Dans l’espace francophone, plusieurs groupes ou tribus d’experts et d’éducateurs se sont créés et organisés : les économistes, les psychopédagogues, les tenants de l’évaluation, les gourous de l’approche par les compétences, les fans des nouvelles technologies (TICE)… Les lignes de partage des eaux étant souvent davantage situées au niveau des outils (quantitatifs ou qualitatifs, science dure contre science molle) que sur le fond. Ces clivages se répercutent dans les pays du Sud, sur lesquels ruissellent les eaux de la recherche du Nord, bon gré mal gré.

En effet, on n’a pas encore inventé le médicament contre l’ignorance et on peut considérer que la recherche en éducation et les sciences cognitives en sont à leur balbutiement. En France et en Angleterre entre 15 et 20% des élèves ont de graves difficultés de lecture en fin de cycle primaire, on est loin du compte. Si ces deux pays ont éliminé le choléra au milieu du XIXème siècle, la disparition de l’échec scolaire est prévue pour 2147…

Les chercheurs réfutent l’idée de preuve en éducation, il n’y a pas de recette miracle. Leurs travaux ne conduisent pas potentiellement à mort d’homme et on ne soucie guère de l’innocuité des réformes éducatives. Alors que les méthodes de recherche en éducation posent le problème de l’expérimentation, dans le domaine de la santé, les protocoles de tests médicamenteux par exemple sont très normalisés. Pour accéder au fonds mondial santé, il y a un ensemble de règles à suivre. En éducation, on est loin de cette situation même si les évaluations d’impact tendent à se généraliser et à devenir une conditionnalité aux financements internationaux de projets.

C’est un autre paradoxe, si les parents d’élèves et enseignants discutent de manière systématique toute réforme éducative, ils sont prêts à avaler un médicament sans se poser la question de savoir si benzetriclo_machin est mieux que le diethylacide_truc. Etes-vous capable de dire quel est le principe actif de l’aspirine et comment cela agit?

Tout médicament est une drogue et une forme de poison, dans le domaine de l’éducation on préfèrerait voir tester la pilule plutôt chez le voisin, même si les conséquences sont potentiellement moins désastreuses ou moins visibles que dans la santé. Cette peur peut s’expliquer par le rebus que l’on éprouve encore à sonder l’esprit humain, jugé sacré, comme au Moyen Age on ne permettait pas de disséquer les cadavres, pour des motifs religieux.

Malgré cela, les mouvements éducatifs restent bon enfant et on observe peu d’activistes fanatiques, personne n’ayant encore la prétention de détenir l’élixir miracle. Mais la situation évolue…
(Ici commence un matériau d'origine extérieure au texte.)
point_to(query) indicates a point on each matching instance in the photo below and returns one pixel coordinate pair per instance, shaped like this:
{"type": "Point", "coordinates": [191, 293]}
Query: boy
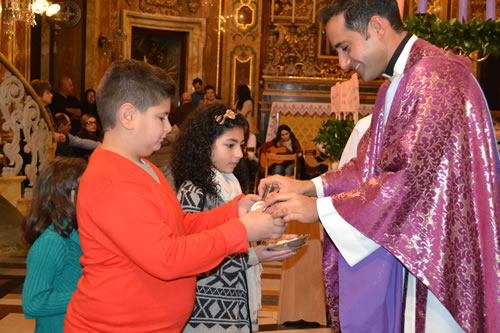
{"type": "Point", "coordinates": [141, 253]}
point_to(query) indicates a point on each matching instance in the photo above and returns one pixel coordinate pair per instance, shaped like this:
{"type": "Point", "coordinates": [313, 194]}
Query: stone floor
{"type": "Point", "coordinates": [13, 271]}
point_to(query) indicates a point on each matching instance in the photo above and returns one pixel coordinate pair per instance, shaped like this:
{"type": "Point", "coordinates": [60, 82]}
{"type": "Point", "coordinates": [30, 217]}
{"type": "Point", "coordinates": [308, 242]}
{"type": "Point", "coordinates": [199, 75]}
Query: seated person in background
{"type": "Point", "coordinates": [141, 252]}
{"type": "Point", "coordinates": [285, 142]}
{"type": "Point", "coordinates": [207, 151]}
{"type": "Point", "coordinates": [67, 148]}
{"type": "Point", "coordinates": [210, 97]}
{"type": "Point", "coordinates": [64, 102]}
{"type": "Point", "coordinates": [42, 89]}
{"type": "Point", "coordinates": [89, 128]}
{"type": "Point", "coordinates": [53, 264]}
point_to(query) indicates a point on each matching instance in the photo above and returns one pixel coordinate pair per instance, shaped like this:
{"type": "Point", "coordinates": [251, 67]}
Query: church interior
{"type": "Point", "coordinates": [277, 48]}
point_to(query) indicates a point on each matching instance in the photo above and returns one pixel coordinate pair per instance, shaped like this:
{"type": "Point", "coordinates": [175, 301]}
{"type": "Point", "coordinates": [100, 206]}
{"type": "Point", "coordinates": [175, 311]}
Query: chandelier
{"type": "Point", "coordinates": [24, 11]}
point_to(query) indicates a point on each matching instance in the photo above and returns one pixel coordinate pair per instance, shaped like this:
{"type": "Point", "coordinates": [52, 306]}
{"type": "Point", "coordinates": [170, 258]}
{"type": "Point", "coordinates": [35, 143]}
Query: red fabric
{"type": "Point", "coordinates": [141, 252]}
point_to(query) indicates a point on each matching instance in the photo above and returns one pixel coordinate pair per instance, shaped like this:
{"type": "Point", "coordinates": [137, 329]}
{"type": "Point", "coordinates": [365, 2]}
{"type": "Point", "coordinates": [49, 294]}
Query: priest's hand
{"type": "Point", "coordinates": [287, 184]}
{"type": "Point", "coordinates": [292, 207]}
{"type": "Point", "coordinates": [245, 203]}
{"type": "Point", "coordinates": [262, 226]}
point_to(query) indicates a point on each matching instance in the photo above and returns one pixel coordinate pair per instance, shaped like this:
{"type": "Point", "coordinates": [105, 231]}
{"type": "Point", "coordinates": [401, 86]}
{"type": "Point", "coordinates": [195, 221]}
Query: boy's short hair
{"type": "Point", "coordinates": [41, 86]}
{"type": "Point", "coordinates": [134, 82]}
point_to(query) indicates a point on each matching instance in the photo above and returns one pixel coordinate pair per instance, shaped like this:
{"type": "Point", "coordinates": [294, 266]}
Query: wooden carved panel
{"type": "Point", "coordinates": [165, 7]}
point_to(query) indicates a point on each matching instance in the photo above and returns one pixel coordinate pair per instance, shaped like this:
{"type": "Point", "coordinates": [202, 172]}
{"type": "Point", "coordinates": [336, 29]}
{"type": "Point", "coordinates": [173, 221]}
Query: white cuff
{"type": "Point", "coordinates": [318, 183]}
{"type": "Point", "coordinates": [353, 245]}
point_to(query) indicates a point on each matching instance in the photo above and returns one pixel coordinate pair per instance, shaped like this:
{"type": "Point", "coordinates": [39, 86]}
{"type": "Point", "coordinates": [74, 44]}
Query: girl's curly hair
{"type": "Point", "coordinates": [52, 201]}
{"type": "Point", "coordinates": [193, 150]}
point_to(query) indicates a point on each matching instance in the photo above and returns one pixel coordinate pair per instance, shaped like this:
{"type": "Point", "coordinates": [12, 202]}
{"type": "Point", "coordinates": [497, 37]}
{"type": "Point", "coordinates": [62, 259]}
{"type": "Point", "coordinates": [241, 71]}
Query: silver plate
{"type": "Point", "coordinates": [291, 244]}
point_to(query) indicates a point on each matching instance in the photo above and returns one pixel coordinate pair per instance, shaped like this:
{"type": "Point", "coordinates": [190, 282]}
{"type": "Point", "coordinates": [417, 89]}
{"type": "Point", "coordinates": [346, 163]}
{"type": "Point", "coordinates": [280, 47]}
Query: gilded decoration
{"type": "Point", "coordinates": [165, 7]}
{"type": "Point", "coordinates": [194, 5]}
{"type": "Point", "coordinates": [292, 10]}
{"type": "Point", "coordinates": [246, 13]}
{"type": "Point", "coordinates": [291, 51]}
{"type": "Point", "coordinates": [242, 54]}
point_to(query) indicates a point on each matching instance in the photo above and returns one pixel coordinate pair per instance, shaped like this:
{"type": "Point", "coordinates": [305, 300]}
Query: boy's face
{"type": "Point", "coordinates": [197, 87]}
{"type": "Point", "coordinates": [151, 128]}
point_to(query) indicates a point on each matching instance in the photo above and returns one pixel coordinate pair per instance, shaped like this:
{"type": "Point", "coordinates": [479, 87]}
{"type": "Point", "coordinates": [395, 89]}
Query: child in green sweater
{"type": "Point", "coordinates": [53, 264]}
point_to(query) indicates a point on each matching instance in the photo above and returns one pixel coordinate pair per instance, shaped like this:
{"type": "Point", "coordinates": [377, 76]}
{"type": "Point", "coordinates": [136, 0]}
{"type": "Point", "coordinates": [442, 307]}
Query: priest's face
{"type": "Point", "coordinates": [366, 54]}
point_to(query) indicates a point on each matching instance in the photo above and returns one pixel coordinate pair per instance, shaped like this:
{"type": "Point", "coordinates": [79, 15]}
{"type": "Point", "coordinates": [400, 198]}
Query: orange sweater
{"type": "Point", "coordinates": [141, 253]}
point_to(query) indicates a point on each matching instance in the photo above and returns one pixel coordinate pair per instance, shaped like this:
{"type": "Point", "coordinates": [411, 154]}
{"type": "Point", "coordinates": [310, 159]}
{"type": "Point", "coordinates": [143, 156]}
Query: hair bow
{"type": "Point", "coordinates": [222, 118]}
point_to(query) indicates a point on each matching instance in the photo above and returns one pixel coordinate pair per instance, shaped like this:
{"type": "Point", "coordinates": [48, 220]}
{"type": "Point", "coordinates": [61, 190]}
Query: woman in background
{"type": "Point", "coordinates": [286, 140]}
{"type": "Point", "coordinates": [53, 264]}
{"type": "Point", "coordinates": [89, 128]}
{"type": "Point", "coordinates": [88, 103]}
Au niveau mondial, la répartition des diplômés (niveau Master ou Dea ou plus si affinités) par discipline nous permet de voir si le rapport de force change et si certains pays investissent plus que d’autres la recherche en éducation et comment. Pour cela, on va mobiliser les données de l’OCDE sur les diplômés par discipline ou champ (field of study). Les données sont assez parcellaires et je n’ai pas pris soin de lire toutes les footnote. Parmi les champs, on trouve les maths et statistiques, les sciences de l’éducation et Sciences sociales ou du comportement entre autres disciplines mères. Est-ce qu’un changement des forces en présence peut être susceptible de rendre minoritaires une école de pensée, un camp plutôt qu’un autre et générer des générer des comportements de guérilleros éducatifs ?
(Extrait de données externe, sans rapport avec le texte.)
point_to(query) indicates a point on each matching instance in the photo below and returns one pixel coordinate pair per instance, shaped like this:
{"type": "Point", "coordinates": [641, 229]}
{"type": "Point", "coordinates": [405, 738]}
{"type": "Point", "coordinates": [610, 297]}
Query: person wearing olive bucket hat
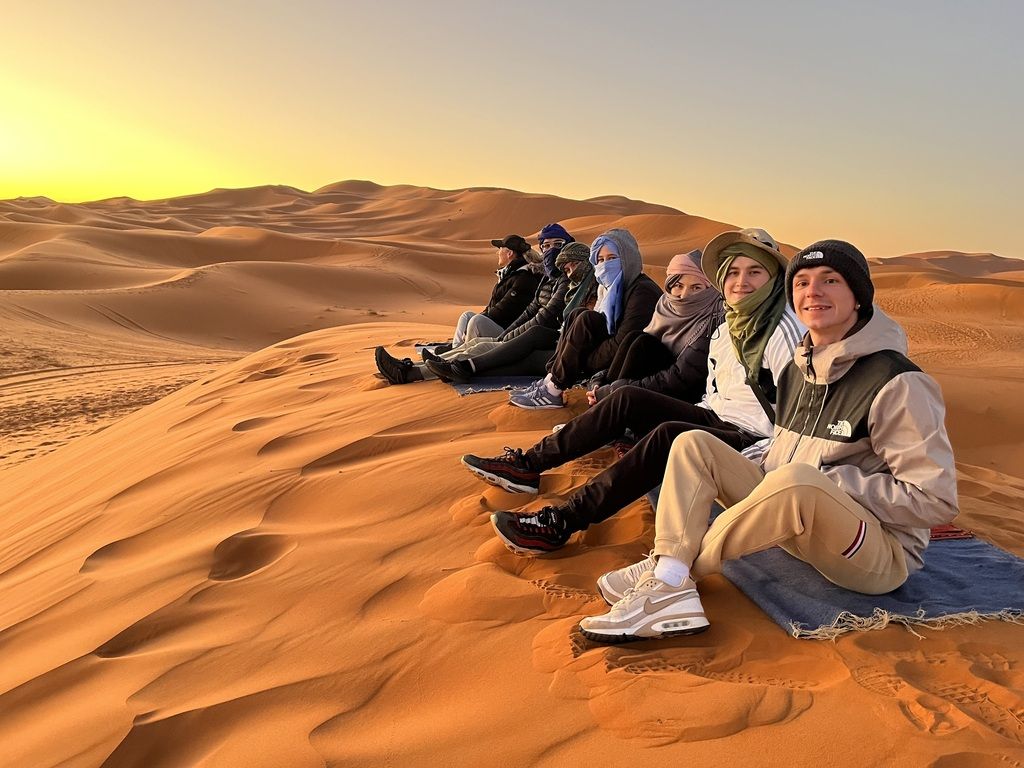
{"type": "Point", "coordinates": [748, 268]}
{"type": "Point", "coordinates": [859, 470]}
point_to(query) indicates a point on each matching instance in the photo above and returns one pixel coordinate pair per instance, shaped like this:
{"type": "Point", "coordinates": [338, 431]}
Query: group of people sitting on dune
{"type": "Point", "coordinates": [775, 387]}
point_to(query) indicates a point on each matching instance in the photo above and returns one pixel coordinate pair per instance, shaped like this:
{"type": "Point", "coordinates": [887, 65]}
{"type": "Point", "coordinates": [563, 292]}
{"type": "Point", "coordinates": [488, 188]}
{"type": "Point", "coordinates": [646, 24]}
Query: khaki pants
{"type": "Point", "coordinates": [471, 348]}
{"type": "Point", "coordinates": [795, 507]}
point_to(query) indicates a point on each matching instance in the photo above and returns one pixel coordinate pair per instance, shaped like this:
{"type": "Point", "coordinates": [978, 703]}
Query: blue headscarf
{"type": "Point", "coordinates": [609, 274]}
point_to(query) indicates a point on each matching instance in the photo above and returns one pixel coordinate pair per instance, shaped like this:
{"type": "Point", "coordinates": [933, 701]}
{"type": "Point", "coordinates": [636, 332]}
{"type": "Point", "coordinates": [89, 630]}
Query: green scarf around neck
{"type": "Point", "coordinates": [754, 318]}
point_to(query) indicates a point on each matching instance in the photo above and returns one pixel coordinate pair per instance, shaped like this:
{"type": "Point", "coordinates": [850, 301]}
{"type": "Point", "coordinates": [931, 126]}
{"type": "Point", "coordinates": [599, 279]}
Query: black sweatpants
{"type": "Point", "coordinates": [656, 418]}
{"type": "Point", "coordinates": [639, 355]}
{"type": "Point", "coordinates": [585, 329]}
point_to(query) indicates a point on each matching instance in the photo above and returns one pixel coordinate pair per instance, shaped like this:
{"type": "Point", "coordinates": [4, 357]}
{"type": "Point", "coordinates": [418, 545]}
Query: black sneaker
{"type": "Point", "coordinates": [395, 371]}
{"type": "Point", "coordinates": [510, 471]}
{"type": "Point", "coordinates": [534, 532]}
{"type": "Point", "coordinates": [457, 371]}
{"type": "Point", "coordinates": [427, 355]}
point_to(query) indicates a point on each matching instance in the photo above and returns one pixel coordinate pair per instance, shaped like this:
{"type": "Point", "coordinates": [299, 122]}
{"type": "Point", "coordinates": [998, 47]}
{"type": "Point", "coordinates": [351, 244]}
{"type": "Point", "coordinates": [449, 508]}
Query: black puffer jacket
{"type": "Point", "coordinates": [641, 296]}
{"type": "Point", "coordinates": [545, 309]}
{"type": "Point", "coordinates": [685, 379]}
{"type": "Point", "coordinates": [516, 285]}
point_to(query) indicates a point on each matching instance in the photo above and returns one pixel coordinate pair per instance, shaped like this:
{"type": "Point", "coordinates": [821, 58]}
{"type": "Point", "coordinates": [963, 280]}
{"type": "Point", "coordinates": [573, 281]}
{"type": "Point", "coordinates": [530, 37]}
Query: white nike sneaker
{"type": "Point", "coordinates": [614, 584]}
{"type": "Point", "coordinates": [651, 609]}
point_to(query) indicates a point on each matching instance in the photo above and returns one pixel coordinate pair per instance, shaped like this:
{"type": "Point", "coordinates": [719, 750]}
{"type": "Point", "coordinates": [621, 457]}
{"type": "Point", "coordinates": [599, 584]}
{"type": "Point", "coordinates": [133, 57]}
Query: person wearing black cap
{"type": "Point", "coordinates": [752, 348]}
{"type": "Point", "coordinates": [859, 470]}
{"type": "Point", "coordinates": [513, 291]}
{"type": "Point", "coordinates": [524, 347]}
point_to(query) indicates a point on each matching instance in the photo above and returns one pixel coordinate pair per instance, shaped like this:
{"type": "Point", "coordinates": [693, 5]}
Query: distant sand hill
{"type": "Point", "coordinates": [223, 541]}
Malgré les discours de l’OCDE sur les compétences du XXIème siècle, l’adéquation emploi-formation, la flexibilité du marché du travail et l’économie de la connaissance, on constate globalement très peu de changements relatifs dans les effectifs des différentes disciplines concernées ! Ci-dessous la part des diplômés en sciences de l’éducation, les données sur les USA ne sont pas malheureusement pas désagrégées, et sont intégrées dans Education, au sens large. C’est une indication…

Globalement la situation évolue peu mais les pays du Nord de l’Europe semblent davantage investir ce champ de la recherche.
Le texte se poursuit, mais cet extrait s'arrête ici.